# Benchmark model

Credit: https://www.kaggle.com/yekenot/2dcnn-textclassifier

This is a benchmark model that uses a 2D CNN model 

In [1]:
import numpy as np
np.random.seed(42)
import pandas as pd
from sklearn.model_selection import train_test_split
from sklearn.metrics import f1_score
from keras.models import Model
from keras.layers import Input, Embedding, Dense, Conv2D, MaxPool2D
from keras.layers import Reshape, Flatten, Concatenate, Dropout, SpatialDropout1D
from keras.preprocessing import text, sequence
from keras.callbacks import Callback
import warnings
warnings.filterwarnings('ignore')

Using TensorFlow backend.


In [2]:
EMBEDDING_FILE = '../input/embeddings/glove.840B.300d/glove.840B.300d.txt'
train = pd.read_csv('../input/train.csv')
test = pd.read_csv('../input/test.csv')
submission = pd.read_csv('../input/sample_submission.csv')

In [3]:
X_train = train["question_text"].fillna("fillna").values
y_train = train["target"].values
X_test = test["question_text"].fillna("fillna").values

max_features = 40000
maxlen = 70
embed_size = 300

#threshold = 0.35

tokenizer = text.Tokenizer(num_words=max_features)
tokenizer.fit_on_texts(list(X_train) + list(X_test))
X_train = tokenizer.texts_to_sequences(X_train)
X_test = tokenizer.texts_to_sequences(X_test)
x_train = sequence.pad_sequences(X_train, maxlen=maxlen)
x_test = sequence.pad_sequences(X_test, maxlen=maxlen)

In [4]:
def get_coefs(word, *arr): return word, np.asarray(arr, dtype='float32')
embeddings_index = dict(get_coefs(*o.rstrip().rsplit(' ')) for o in open(EMBEDDING_FILE))

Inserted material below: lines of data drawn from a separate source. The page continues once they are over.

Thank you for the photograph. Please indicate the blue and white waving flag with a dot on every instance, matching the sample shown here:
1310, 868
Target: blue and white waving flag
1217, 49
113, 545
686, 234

word_index = tokenizer.word_index
nb_words = min(max_features, len(word_index))
embedding_matrix = np.zeros((nb_words, embed_size))
for word, i in word_index.items():
    if i >= max_features: continue
    embedding_vector = embeddings_index.get(word)
    if embedding_vector is not None: embedding_matrix[i] = embedding_vector

In [6]:
from keras import backend as K


def recall(y_true, y_pred):
    true_positives = K.sum(K.round(K.clip(y_true * y_pred, 0, 1)))
    possible_positives = K.sum(K.round(K.clip(y_true, 0, 1)))
    recall = true_positives / (possible_positives + K.epsilon())
    return recall

def precision(y_true, y_pred):
    true_positives = K.sum(K.round(K.clip(y_true * y_pred, 0, 1)))
    predicted_positives = K.sum(K.round(K.clip(y_pred, 0, 1)))
    precision = true_positives / (predicted_positives + K.epsilon())
    return precision
 
def f1(y_true, y_pred):
    p = precision(y_true, y_pred)
    r = recall(y_true, y_pred)
    return 2*((p*r)/(p+r+K.epsilon()))

In [7]:
filter_sizes = [1,2,3,5]
num_filters = 42

def get_model():    
    inp = Input(shape=(maxlen, ))
    x = Embedding(max_features, embed_size, weights=[embedding_matrix])(inp)
#    x = SpatialDropout1D(0.4)(x)
    x = Reshape((maxlen, embed_size, 1))(x)
    
    conv_0 = Conv2D(num_filters, kernel_size=(filter_sizes[0], embed_size),
                                 kernel_initializer='he_normal', activation='tanh')(x)
    conv_1 = Conv2D(num_filters, kernel_size=(filter_sizes[1], embed_size),
                                 kernel_initializer='he_normal', activation='tanh')(x)
    conv_2 = Conv2D(num_filters, kernel_size=(filter_sizes[2], embed_size), 
                                 kernel_initializer='he_normal', activation='tanh')(x)
    conv_3 = Conv2D(num_filters, kernel_size=(filter_sizes[3], embed_size),
                                 kernel_initializer='he_normal', activation='tanh')(x)
    
    maxpool_0 = MaxPool2D(pool_size=(maxlen - filter_sizes[0] + 1, 1))(conv_0)
    maxpool_1 = MaxPool2D(pool_size=(maxlen - filter_sizes[1] + 1, 1))(conv_1)
    maxpool_2 = MaxPool2D(pool_size=(maxlen - filter_sizes[2] + 1, 1))(conv_2)
    maxpool_3 = MaxPool2D(pool_size=(maxlen - filter_sizes[3] + 1, 1))(conv_3)
        
    z = Concatenate(axis=1)([maxpool_0, maxpool_1, maxpool_2, maxpool_3])   
    z = Flatten()(z)
    z = Dropout(0.1)(z)
        
    outp = Dense(1, activation="sigmoid")(z)
    
    model = Model(inputs=inp, outputs=outp)
    model.compile(loss='binary_crossentropy',
                  optimizer='adam',
                  metrics=['accuracy', f1, recall, precision])

    return model

model = get_model()

In [9]:
batch_size = 256
epochs = 2

X_tra, X_val, y_tra, y_val = train_test_split(x_train, y_train, train_size=0.95,
                                              random_state=233)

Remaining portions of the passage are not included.